The agencies will highlight recovery efforts LRA has made thus far, demonstrate accountability for funds already allocated, and persuade lawmakers to provide more - most immediately $4.2 billion requested by the White House that is being mulled in Congress.

The LRA is a coordinating body with a four-year mandate, created by Louisiana Gov. Kathleen Babineaux Blanco (D) last October to address post-hurricane recovery and rebuilding in Louisiana. The LRA Support Foundation pegs the cost to develop LRA's recovery plan alone at $20 million.

Said Catherine Heitman, LRA communications director, "We needed an organization in Washington [to] help us communicate directly with policymakers, decision makers and opinion leaders."

In December, Congress approved $6.2 billion for rebuilding. Heitman said that represents 54% of the money that was allocated for recovery.

She said LRA's argument is bolstered by a White House-approved cost structure worked up - pro bono - by management consulting firm McKinsey and Co. last year. "We didn't just grab the numbers out of the air," said Heitman.

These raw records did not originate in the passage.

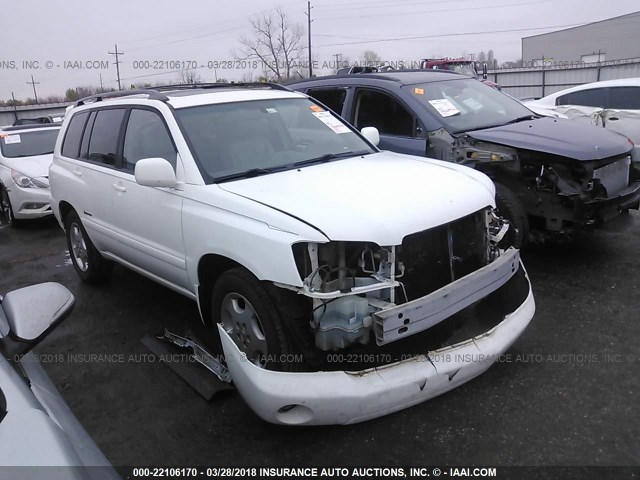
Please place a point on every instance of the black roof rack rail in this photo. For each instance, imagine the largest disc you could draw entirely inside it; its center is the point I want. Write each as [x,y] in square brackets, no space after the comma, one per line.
[29,126]
[186,86]
[98,97]
[155,93]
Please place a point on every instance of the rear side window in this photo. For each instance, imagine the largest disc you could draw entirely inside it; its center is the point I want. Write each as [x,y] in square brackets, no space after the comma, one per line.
[589,98]
[331,97]
[147,137]
[377,109]
[624,98]
[71,145]
[103,145]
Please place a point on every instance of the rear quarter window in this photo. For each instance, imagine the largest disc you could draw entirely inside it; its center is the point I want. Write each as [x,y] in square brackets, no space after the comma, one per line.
[589,98]
[73,135]
[624,98]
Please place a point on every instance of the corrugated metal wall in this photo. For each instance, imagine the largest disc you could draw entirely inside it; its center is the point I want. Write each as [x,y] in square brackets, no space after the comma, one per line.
[537,82]
[8,116]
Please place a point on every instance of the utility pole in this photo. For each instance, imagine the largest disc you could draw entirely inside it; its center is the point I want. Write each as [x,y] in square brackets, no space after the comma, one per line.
[337,55]
[33,83]
[309,35]
[117,63]
[15,110]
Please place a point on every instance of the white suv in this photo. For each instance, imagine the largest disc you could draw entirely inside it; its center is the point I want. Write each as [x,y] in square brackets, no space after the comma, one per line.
[25,156]
[299,239]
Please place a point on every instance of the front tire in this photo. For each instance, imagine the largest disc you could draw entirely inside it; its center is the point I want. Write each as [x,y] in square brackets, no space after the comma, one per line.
[90,266]
[6,209]
[248,314]
[510,207]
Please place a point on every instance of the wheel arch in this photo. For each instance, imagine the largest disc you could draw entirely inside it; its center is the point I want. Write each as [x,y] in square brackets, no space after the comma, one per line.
[210,267]
[64,209]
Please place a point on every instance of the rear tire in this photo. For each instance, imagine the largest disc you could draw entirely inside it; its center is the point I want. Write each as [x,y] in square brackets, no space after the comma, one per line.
[241,303]
[510,207]
[90,266]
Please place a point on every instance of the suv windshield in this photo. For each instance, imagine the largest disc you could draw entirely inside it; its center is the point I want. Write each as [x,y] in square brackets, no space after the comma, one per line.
[28,144]
[464,105]
[241,139]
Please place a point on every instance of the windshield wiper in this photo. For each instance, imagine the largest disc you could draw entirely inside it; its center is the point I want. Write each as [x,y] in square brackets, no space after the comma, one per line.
[521,119]
[253,172]
[331,156]
[515,120]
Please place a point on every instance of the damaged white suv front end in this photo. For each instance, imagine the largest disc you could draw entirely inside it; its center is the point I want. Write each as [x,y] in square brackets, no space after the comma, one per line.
[415,299]
[346,282]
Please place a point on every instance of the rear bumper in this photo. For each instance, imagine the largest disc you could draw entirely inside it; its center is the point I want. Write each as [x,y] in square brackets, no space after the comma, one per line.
[341,397]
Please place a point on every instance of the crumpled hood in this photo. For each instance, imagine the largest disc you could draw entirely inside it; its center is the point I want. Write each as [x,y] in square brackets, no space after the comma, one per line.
[34,167]
[379,198]
[557,136]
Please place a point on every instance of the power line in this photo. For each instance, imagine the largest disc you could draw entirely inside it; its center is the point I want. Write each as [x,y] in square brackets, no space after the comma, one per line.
[33,83]
[382,4]
[117,62]
[309,35]
[419,37]
[346,17]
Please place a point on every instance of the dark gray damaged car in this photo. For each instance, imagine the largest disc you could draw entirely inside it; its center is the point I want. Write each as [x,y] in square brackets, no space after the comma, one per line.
[552,176]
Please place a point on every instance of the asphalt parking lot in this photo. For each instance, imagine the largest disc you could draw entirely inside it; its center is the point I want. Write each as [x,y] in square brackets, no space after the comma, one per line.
[566,393]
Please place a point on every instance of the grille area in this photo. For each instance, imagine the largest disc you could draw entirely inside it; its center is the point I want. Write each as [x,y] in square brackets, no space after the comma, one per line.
[434,258]
[615,176]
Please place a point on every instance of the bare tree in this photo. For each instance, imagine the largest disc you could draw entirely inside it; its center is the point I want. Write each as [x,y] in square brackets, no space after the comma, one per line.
[189,76]
[275,43]
[371,58]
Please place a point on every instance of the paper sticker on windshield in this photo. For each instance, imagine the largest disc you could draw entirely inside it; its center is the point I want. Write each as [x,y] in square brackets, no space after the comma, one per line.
[332,122]
[9,139]
[444,107]
[473,104]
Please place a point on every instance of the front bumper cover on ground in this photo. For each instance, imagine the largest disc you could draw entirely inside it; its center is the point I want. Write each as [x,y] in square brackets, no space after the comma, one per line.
[341,397]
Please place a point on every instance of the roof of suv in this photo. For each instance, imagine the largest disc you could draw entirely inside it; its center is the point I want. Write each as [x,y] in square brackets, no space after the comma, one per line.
[180,96]
[402,77]
[30,127]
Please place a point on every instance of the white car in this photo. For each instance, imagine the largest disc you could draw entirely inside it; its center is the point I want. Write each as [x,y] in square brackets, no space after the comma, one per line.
[613,104]
[305,244]
[26,153]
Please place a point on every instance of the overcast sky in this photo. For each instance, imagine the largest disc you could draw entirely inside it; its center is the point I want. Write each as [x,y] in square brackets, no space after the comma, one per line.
[198,31]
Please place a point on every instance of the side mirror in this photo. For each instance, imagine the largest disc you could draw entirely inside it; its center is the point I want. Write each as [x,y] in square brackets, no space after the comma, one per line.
[29,314]
[371,134]
[155,172]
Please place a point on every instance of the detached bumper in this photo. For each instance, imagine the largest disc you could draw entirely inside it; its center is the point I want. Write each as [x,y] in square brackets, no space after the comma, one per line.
[30,202]
[607,209]
[326,398]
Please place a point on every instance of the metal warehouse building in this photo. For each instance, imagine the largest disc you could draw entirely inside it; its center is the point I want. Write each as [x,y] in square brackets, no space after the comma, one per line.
[612,39]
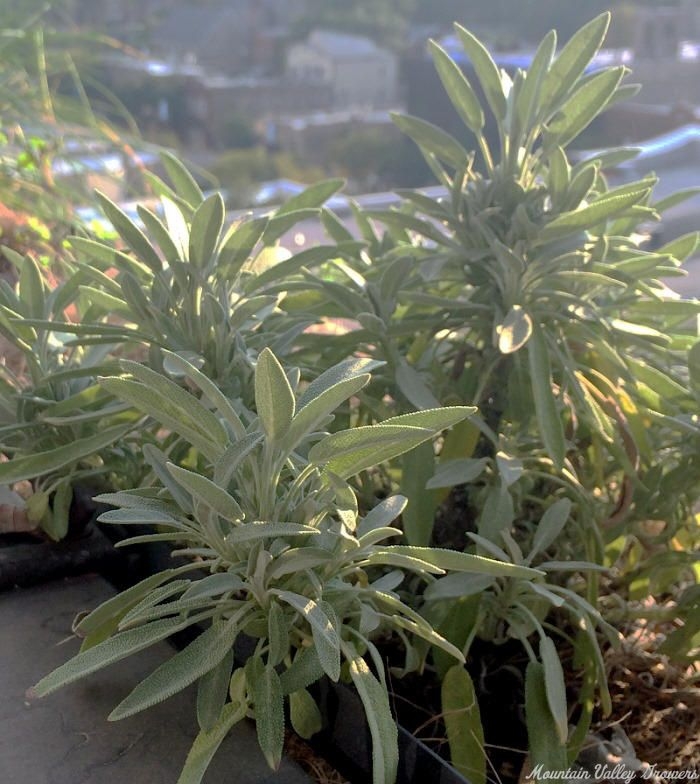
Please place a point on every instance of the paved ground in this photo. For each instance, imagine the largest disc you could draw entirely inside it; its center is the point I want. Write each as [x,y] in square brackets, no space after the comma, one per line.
[66,739]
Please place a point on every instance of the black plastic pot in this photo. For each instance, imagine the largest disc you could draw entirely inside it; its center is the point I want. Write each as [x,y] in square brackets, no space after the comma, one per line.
[346,742]
[25,561]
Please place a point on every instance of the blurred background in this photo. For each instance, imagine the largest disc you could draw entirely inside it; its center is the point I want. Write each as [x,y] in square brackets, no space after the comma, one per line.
[261,96]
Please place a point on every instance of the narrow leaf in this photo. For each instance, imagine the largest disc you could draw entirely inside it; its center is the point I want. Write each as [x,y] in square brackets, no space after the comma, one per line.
[465,732]
[548,418]
[274,398]
[460,92]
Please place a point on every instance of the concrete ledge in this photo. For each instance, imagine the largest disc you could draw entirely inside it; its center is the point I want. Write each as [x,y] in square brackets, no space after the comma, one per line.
[66,739]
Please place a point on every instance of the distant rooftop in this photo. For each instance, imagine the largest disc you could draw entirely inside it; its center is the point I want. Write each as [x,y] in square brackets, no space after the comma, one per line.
[340,45]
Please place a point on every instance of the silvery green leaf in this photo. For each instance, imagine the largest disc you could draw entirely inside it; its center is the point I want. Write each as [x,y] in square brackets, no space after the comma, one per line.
[609,205]
[378,535]
[207,222]
[584,105]
[573,59]
[452,560]
[389,581]
[414,388]
[324,628]
[571,566]
[60,512]
[465,732]
[180,670]
[215,396]
[370,620]
[305,670]
[274,398]
[304,714]
[156,596]
[385,750]
[437,419]
[314,412]
[418,518]
[458,88]
[348,452]
[119,604]
[212,692]
[545,748]
[163,409]
[555,687]
[455,586]
[171,536]
[207,743]
[515,330]
[208,493]
[278,634]
[486,70]
[256,530]
[457,472]
[140,517]
[108,652]
[226,466]
[177,228]
[31,289]
[159,463]
[269,715]
[546,410]
[296,560]
[550,525]
[214,585]
[382,514]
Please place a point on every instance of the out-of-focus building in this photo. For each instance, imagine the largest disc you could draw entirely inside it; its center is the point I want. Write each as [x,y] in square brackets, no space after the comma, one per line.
[357,71]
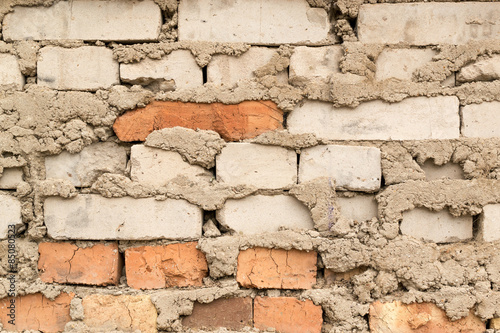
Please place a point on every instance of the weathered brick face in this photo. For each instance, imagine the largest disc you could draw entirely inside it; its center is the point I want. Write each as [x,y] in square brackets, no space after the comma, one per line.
[100,264]
[287,315]
[233,122]
[217,165]
[176,265]
[30,309]
[275,268]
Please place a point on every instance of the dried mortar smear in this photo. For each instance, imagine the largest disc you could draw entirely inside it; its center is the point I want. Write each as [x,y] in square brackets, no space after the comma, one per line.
[457,277]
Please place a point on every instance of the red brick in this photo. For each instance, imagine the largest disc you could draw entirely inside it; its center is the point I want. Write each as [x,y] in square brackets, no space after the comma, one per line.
[418,318]
[231,313]
[174,265]
[100,264]
[233,122]
[287,315]
[276,268]
[36,312]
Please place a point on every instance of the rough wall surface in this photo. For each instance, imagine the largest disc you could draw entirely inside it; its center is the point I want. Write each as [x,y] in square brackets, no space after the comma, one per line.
[245,166]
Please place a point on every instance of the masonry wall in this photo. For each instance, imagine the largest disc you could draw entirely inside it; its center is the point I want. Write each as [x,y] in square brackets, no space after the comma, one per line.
[244,166]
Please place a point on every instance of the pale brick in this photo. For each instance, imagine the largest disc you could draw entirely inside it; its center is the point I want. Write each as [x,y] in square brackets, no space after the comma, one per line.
[401,63]
[487,69]
[10,178]
[265,167]
[315,62]
[84,168]
[353,168]
[11,213]
[438,227]
[86,20]
[90,216]
[126,313]
[260,213]
[417,118]
[358,208]
[309,64]
[489,223]
[83,68]
[448,170]
[481,120]
[428,23]
[419,317]
[157,167]
[229,70]
[255,22]
[179,68]
[10,73]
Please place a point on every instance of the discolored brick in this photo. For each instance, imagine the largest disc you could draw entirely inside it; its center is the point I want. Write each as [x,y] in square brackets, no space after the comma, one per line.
[174,265]
[287,315]
[106,313]
[231,313]
[67,263]
[233,122]
[276,268]
[418,318]
[36,312]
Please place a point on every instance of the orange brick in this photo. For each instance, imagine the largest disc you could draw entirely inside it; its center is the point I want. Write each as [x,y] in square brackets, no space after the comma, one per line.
[287,315]
[174,265]
[109,313]
[233,122]
[418,318]
[36,312]
[275,268]
[231,313]
[99,265]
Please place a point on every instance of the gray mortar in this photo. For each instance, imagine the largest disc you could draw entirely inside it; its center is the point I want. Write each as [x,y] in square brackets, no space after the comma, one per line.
[457,277]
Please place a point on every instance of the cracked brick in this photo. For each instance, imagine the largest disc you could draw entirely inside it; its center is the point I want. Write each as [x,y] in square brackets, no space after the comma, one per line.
[99,265]
[36,312]
[174,265]
[276,268]
[287,315]
[127,313]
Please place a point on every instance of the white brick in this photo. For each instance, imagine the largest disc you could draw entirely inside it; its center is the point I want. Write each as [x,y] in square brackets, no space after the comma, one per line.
[90,216]
[10,178]
[417,118]
[265,167]
[83,68]
[352,168]
[84,168]
[259,214]
[10,209]
[228,70]
[438,227]
[481,120]
[482,70]
[316,63]
[489,223]
[428,23]
[179,66]
[157,167]
[401,63]
[448,170]
[86,20]
[358,208]
[268,22]
[10,73]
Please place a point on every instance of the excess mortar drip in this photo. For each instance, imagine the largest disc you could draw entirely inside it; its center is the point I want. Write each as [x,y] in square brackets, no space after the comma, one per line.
[39,122]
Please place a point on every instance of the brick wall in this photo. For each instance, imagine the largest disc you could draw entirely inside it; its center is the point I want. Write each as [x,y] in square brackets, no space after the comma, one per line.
[286,165]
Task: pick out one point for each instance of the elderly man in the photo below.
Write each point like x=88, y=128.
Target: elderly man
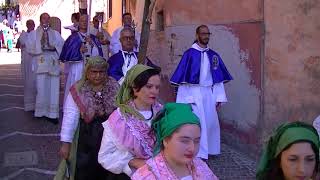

"Specifically," she said, "we need to make the case for the magnitude of the damages. The point we are making now is [the funds are] tied to individual homes and families." She added that Ketchum and TWG give Louisiana a voice. "Louisiana does not have the political clout right now in Washington - we don't have a chairman of the money committee... all we have are the facts."
Congress is now considering the additional $4.2 billion LRA negotiated with the White House. It is Ketchum and TWG's job to get Congress to sign the check.

Heitman said the new money would be devoted to bringing home the 780,000 Louisiana residents scattered about the US, through a program to help rebuild some 120,000 homes through grants of up to $150,000 per family. "The goal is to get people back to repair their homes, to rebuild."

Said Molinari, "We want people to understand that these numbers are scrubbed and re-scrubbed by government, and [LRA] has [made] Deloitte & Touche the accounting firm that will measure spend and report back to opinion leaders on how these funds were spent."